# Anyone hunt with Easton Gamegetter xx75s?



## colorcountrygunner (Oct 6, 2009)

When my wife and I started bow hunting in 2013 we started off with Easton Bloodlines at the recommendation from the dude at Sportsman's Warehouse and have been using them ever since. Between the 2 of us we have killed 4 nice, mature muley bucks and we have been nothing but satisfied with them. For the price of a half dozen of my Easton Bloodlines you can get a full dozen of the Easton Gamegetters (some Cletus must have been up thinking hard all night to come up with that name). I love that value! I have been doing a lot of reading on ArcheryTalk and other places and it looks like a lot of guys think the old aluminums are every bit as good as the carbons of today. I'm not a speed freak, and I will take a heavier arrow any day. I've heard a lot of good reviews about this particular aluminum. Has anyone here used them and if so, what is your opinion on them? The only problem I could see is the whisker biscuit I currently have is set up for a thinner diameter carbon shaft I believe. Anyone have any idea how much the 330 spine one's would weigh? I don't know how to determine how much aluminum arrows weigh since they don't have a listed gpi like carbon arrows do.


----------



## Old Fudd (Nov 24, 2007)

Have used Easton XX75 for years. Great Shaft. I still them and cabons and woods outa my Recurves.Used them in my first Wheel Bows for years. Ya can't beat the price.


----------



## Bo0YaA (Sep 29, 2008)

If I had to guess, the Cabelas Stalker Extreme I use is the same shaft as the Bloodlines and are currently on sale for $60.00 a dozen I believe. They have all the same specs as the Bloodlines and even come with the 2" Blazer vane. Check them out, they fly awesome out of my bow. http://www.cabelas.com/product/Cabe...ade-Carbon-Arrows-Blazer-Vanes-Per/744747.uts


----------



## colorcountrygunner (Oct 6, 2009)

Booyaa, I checked into them and it looks like they are beman shafts with a cabelas sticker on that. I see you can buy a full dozen for $60 right now. Thats a weigh better value than my bloodlines. Next time I need arrows they will probably get the nod.


----------



## Bo0YaA (Sep 29, 2008)

I was told they were made by Easton, but either way, Ive had really good luck with them so far.


----------



## bow_dude (Aug 20, 2009)

Aluminums as good as carbons??? Define "good as". Aluminums have been around forever. Carbons have improved as time has gone on. The spine consistency of carbon still is lacking in comparison to aluminums. Straightness has improved and is as good as aluminum, strength has surpassed aluminum. Carbons have become more popular because they are much lighter, so the speed guys love them. For accuracy, you cannot beat aluminum. Game getters preceded the XX75's. I still have some as well as XX75's, Superlites, and a few others. I switched from wood to aluminum back in the late 70's. I switched from a recurve to a compound about 2 years or so later. A couple of years ago a guy gave me about 12 dozen aluminum arrows. A lot of them are XX75 2613's. They are as big as my finger in diameter. I started shooting them and robin hooded several. I can stack them in tighter groups than the carbons. For 3-d, two of them fill the 12 ring, which keeps the competition from finding the 12. In heavy wind conditions, because of the weight, they fly true to the target where a light carbon will drift more. They are no speed demon however. Out of the same bow, I get 320 fps with my carbons and 258 fps with the aluminums. I made up a dozen to use for hunting this fall, but when it came right down to it, I stayed with my carbons. No real reason other than I did.


----------



## High Desert Elk (Aug 21, 2012)

Haven't shot aluminum arrows for, geez, 14 years or so. I have several xx75's laying around (2315's I believe) but don't shoot them anymore.

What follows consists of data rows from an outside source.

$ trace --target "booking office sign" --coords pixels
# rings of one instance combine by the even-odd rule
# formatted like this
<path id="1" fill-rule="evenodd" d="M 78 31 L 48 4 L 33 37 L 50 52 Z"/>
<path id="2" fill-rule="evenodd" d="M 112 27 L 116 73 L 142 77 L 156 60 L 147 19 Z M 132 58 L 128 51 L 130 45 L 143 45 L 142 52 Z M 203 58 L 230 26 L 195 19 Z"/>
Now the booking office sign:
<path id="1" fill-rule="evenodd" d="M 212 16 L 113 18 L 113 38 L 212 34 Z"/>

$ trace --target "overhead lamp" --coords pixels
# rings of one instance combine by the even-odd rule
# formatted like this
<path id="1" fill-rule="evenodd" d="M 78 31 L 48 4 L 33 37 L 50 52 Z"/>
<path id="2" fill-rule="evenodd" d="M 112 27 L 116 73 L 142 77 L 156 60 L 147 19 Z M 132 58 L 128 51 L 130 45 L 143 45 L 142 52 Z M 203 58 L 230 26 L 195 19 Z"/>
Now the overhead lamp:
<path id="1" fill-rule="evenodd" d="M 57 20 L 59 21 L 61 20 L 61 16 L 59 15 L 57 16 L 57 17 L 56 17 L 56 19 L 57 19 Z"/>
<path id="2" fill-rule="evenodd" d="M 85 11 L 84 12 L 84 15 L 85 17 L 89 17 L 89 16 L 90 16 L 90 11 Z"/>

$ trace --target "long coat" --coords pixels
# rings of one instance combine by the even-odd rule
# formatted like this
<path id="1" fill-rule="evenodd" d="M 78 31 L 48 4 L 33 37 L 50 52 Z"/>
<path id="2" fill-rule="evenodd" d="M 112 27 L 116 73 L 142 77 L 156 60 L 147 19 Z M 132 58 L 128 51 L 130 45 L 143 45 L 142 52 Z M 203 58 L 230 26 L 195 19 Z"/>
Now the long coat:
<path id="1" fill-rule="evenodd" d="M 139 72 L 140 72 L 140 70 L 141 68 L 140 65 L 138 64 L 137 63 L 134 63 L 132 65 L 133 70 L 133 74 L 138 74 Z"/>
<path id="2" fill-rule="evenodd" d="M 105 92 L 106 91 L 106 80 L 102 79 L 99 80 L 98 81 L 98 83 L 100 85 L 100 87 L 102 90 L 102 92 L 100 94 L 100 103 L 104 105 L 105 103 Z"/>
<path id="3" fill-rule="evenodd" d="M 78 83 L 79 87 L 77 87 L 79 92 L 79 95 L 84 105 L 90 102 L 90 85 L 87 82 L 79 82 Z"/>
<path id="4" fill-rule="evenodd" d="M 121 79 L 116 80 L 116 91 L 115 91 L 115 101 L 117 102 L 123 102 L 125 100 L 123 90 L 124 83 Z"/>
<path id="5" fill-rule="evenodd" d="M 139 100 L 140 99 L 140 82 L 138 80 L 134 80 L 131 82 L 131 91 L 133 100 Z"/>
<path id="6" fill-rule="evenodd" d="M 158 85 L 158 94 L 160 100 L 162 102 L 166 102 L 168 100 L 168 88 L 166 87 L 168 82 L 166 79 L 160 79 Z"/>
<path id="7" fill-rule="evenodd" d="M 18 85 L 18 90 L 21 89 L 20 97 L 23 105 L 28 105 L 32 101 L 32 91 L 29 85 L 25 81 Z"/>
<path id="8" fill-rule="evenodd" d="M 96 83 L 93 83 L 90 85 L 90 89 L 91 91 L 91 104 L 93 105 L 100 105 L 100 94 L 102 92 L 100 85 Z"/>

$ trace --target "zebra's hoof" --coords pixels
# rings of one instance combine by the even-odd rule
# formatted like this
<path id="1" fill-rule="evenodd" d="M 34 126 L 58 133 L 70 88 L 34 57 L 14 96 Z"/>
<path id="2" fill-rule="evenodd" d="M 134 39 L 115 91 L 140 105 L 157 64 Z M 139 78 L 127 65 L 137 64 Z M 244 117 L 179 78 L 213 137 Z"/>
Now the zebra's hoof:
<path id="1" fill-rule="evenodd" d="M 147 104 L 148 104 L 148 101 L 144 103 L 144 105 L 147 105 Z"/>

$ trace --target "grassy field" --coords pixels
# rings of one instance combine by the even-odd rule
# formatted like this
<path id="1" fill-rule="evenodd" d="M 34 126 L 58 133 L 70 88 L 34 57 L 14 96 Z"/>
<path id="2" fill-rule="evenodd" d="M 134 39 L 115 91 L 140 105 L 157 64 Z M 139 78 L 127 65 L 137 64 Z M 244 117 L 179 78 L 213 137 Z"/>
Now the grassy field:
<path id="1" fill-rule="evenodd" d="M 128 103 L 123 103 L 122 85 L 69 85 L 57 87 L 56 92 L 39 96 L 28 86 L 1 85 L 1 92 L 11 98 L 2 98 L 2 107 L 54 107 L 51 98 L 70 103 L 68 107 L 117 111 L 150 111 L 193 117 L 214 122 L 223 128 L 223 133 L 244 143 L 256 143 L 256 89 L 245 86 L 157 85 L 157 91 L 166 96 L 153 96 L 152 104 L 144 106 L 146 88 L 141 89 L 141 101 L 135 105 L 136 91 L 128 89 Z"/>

I remember back when overdraws were popular to accomplish one thing, more speed and a flatter trajectory. The arrows I shot are cut to 26" in length, and with that diameter are about as stiff as an arrow can get.

Since my old Al days, I have played with different arrow configurations in my search for the perfect arrow (like it really even exists at all...) with a lighter shaft but higher FOC and have had very positive results.


----------